Avrupa, yakınlardaki arzın kısıtlı olması nedeniyle büyük ölçüde alüminyum ithalatına bel bağlıyor. Nakliye kesintileri, Batı Avrupa alüminyum üretiminin bu yüzyılın en düşük seviyesinde olduğu bir döneme denk geliyor. Aralık 2021'den bu yana Avrupa'da küresel toplamın %2'sini oluşturan çeşitli üretim kesintileri gerçekleşti. Rusya'nın Ukrayna'yı işgalinin ardından yükselen enerji maliyetleri üreticilerin marjlarını sıkıştırdı ve özellikle alüminyum gibi enerji yoğun metaller bundan etkilendi.

Son birkaç aydaki düşük primler de Avrupa'ya malzeme sevkiyatı için teşvikleri zayıflattı ve bu da önümüzdeki aylarda talebin beklenenden daha fazla artması durumunda alüminyum piyasasındaki birçok kişiyi tampon stoklardan yoksun bıraktı.


Ülkelere göre Avrupa birincil alüminyum ithalatı (2022)

Alüminyum İthalatı


Tarımsal akışlar daha az endişe verici

Tarımsal akışların Kızıldeniz'deki gelişmeler nedeniyle önemli ölçüde kesintiye uğraması daha az olasıdır. Bununla birlikte, ABD tahılının Panama Kanalı yerine Süveyş Kanalı üzerinden Asya'ya giden daha uzun rotayı tercih ettiğini görüyoruz. Bu artan akışlar, Panama Kanalı'nda devam eden kısıtlamalar nedeniyle ortaya çıkmıştır. Bu sevkiyatların artık Süveyş Kanalı'ndan kaçınmak ve Ümit Burnu'nu dolaşmak zorunda kalması halinde sefer sürelerinin daha da artacağı açıktır.
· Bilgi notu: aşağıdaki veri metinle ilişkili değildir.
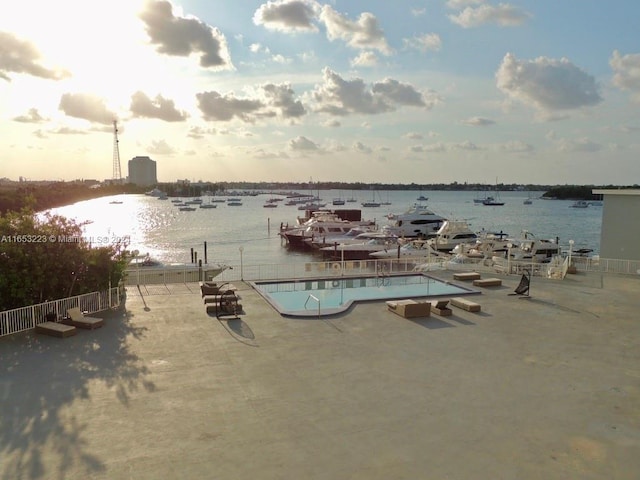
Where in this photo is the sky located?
[0,0,640,185]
Buna ek olarak, Kızıldeniz'de konteyner gemilerinin bölgeden kaçınması nedeniyle konteynerle rafine beyaz şeker ihraç etmekte zorlanabilecek birkaç bağımsız şeker rafinerisi bulunmaktadır. Bu durum potansiyel olarak bölgedeki ve Afrika'nın bazı bölgelerindeki bazı iç pazarlarda sıkışıklığa yol açabilir. Tabii ki bu durum sadece şeker için geçerli değil. Konteynerlerle taşınan bir dizi tarımsal üründe de aksamalar yaşanabilir.

Kızıldeniz saldırılarının tarım piyasaları üzerinde potansiyel dolaylı etkileri de bulunmaktadır. Saldırılar devam eder ve gecikmelerin artmasına yol açarsa, çiftçiler girdi maliyetlerinin arttığını görebilir. Bu da daha yüksek mazot fiyatları ve potansiyel olarak daha yüksek gübre fiyatları şeklinde ortaya çıkacaktır.